Doctor of Philosophy (PhD)


Middle-Secondary Education and Instructional Technology

First Advisor

Christine D. Thomas

Second Advisor

Pier A. Junor Clarke

Third Advisor

Wanjira Kinuthia

Fourth Advisor

Desha L. Williams


The 21st century mathematics classroom looks and operates differently than it did half a century ago. Not only are teachers expected to facilitate activities rather than lecture, they are also expected to utilize technology. The National Council of Teachers of Mathematics established the technology principle to guide teachers into this practice in 2000. Today there are middle school mathematics teachers who use technology effectively in the classroom. However, there is a dearth of literature in this area on how they select and use technology. The purpose of this qualitative study is to understand the process by which these teachers select and use technology in their classroom. Activity theory and teacher thinking process model provided a conceptual framework for this study. The guiding research questions are: (1) How do successful urban middle grades mathematics teachers, who use technology effectively, describe their teaching practices? (2) What are the strategies teachers use when integrating technology effectively in the classroom?

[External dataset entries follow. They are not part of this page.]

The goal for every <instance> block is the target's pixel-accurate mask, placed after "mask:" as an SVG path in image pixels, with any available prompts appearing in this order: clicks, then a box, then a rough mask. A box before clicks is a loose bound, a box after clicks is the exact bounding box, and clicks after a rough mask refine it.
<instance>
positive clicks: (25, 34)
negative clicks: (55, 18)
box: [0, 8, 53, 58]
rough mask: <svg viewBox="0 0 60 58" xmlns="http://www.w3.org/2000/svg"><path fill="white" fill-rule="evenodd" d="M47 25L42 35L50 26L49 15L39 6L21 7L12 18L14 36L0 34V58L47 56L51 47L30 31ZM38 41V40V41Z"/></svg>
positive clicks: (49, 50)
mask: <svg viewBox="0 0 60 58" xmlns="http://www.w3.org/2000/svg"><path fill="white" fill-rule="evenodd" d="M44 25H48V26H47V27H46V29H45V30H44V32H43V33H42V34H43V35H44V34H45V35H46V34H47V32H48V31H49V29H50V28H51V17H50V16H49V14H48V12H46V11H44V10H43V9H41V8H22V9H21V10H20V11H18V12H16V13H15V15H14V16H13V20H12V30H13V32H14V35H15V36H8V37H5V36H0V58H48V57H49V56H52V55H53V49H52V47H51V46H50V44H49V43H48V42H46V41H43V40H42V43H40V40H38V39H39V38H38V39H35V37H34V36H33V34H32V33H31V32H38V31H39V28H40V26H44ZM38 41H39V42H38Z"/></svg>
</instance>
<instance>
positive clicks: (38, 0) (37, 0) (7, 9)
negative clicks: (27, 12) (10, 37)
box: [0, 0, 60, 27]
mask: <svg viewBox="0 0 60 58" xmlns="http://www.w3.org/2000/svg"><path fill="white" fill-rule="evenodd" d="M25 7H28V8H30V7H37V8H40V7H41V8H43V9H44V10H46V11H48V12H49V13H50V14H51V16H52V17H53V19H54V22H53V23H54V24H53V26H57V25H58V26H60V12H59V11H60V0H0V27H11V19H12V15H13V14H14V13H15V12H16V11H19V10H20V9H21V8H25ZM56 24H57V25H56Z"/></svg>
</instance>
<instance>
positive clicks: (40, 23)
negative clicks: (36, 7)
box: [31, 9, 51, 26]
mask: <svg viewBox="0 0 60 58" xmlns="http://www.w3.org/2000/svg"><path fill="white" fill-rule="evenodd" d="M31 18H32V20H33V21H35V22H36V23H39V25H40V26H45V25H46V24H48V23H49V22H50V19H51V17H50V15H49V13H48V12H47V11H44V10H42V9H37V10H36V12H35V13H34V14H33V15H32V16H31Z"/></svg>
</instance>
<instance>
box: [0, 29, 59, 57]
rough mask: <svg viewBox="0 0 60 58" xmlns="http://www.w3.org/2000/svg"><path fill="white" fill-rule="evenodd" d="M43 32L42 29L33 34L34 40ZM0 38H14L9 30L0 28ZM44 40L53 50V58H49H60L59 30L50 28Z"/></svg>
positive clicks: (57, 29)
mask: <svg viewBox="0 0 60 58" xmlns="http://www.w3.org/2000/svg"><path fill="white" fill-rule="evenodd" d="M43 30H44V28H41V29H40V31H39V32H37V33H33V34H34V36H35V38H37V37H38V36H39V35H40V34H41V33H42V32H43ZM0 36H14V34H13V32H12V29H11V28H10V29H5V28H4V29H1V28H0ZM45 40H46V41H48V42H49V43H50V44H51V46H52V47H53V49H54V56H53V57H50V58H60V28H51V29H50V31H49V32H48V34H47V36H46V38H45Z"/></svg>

Using a case study approach, the researcher collected data over 4 months from 3 urban middle school teachers – one on each grade level 6th, 7th, and 8th. Data sources included lesson plans, semi-structured interviews, and classroom observations. Findings revealed that teachers consider the types of learners when deciding what technology is appropriate to use. Teachers also preview technology prior to using it in the classroom. Emerging themes were grouped in five categories to describe how teachers plan and implement technology effectively. They are preparation, engagement, assessment, communication, and evaluation. The research findings give strategies to support teacher’s decisions about using technology for all types of learners and how to be effective in every phase of learning – whether it is introducing a lesson, remediating skills, or assessing knowledge. These findings also enable stakeholders to make informed decisions about technology in their school so that teachers will be able to elevate the quality of instruction with appropriate technology resources. Extended research should measure the impact that technology has on student learning. The likelihood of teachers using technology and using it more often would increase at a faster rate if there is evidence that the growth of student achievement occurs more rapidly when using technology.